The Disciples of Christ
This is somewhat of a bonus must-see, but not at all a joke. If you want to dance and be unironically enthusiastic about the whole festival, get some Kimchi fries from Chi'lantro and head to the nearby gospel tent. I stumbled into a Disciples of Christ show at ACL years ago and truly regard it as one of the best I've seen at the festival It has become somewhat of a tradition for all of my friends to see them each year before starting our day, so I suggest you do the same.
A less pop and Ivy League educated Hoodie Allen, G-Eazy kills it, even as a white rapper. I suggest getting here early, as he's expected to fill almost the park even as he fights for an audience from Drake. Another pro-tip: he's worth listening to, so regulate your drinking so you make sure that you remember his killer show and vibe to "Tumblr Girls".
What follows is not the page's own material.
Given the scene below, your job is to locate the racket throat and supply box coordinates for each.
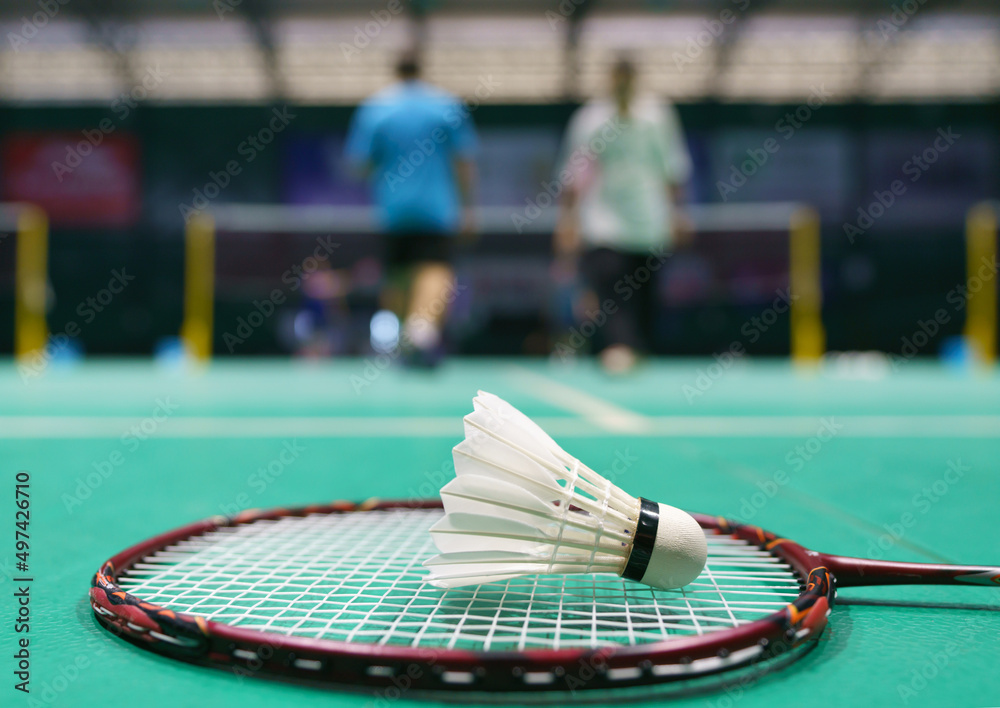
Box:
[826,555,1000,588]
Kurt Vile and The Violators
I know literally everybody was talking about how great Kurt Vile was for a while there when Walking on a Pretty Daze came out, but it's so deserved. He is both the perfect Saturday morning driving music and the perfect "God-please-help-me-get-through-this-week" Tuesday night music. His beautiful flowing locks and appealingly monotone voice have just really got to me. Definitely worth relaxing to after a long day of ruining your liver and sweating in the 99 degree heat.
In the Valley Below
"Peaches" was my song this June. In the Valley Below's first album came out last year and they're already accumulated a following. I have a theory that they're going to be one of the next big "Indie" bands of the next few years. Jeffrey Jacob Mendel and Angela Gail Mattson are killing the game by combining somewhat ethereal melodies with deep and low voices, perfect to bliss out to during your time at ACL fest.
Yet another band that everybody claims to love. But, I saw them when they taped ACL Live at Moody Theater here in Austin and truly remembered why I loved my city and the music it has to offer. If you want a feel good show / the indie version Disciples of Christ style soul music, go see Alabama Shakes. They are fun enough to dance to but also chill enough to lay on a yoga mat and soak in the sun. Check out their older album, Boys and Girls, before heading to the festival.
Another thing to tell you, from one Austinite to another Brooklynite / Californian / Portlanders, remember to drink water and keep your phones charged. The heat will get to you, especially if you're drinking, so as a rule of thumb, finish a bottle of water (or a box or can of water that they sell at the festival) with every drink you have. Remember to fuel up on local Amy's Ice Cream, Mighty Cones and Juiceland to keep up your strength for three days of debauchery.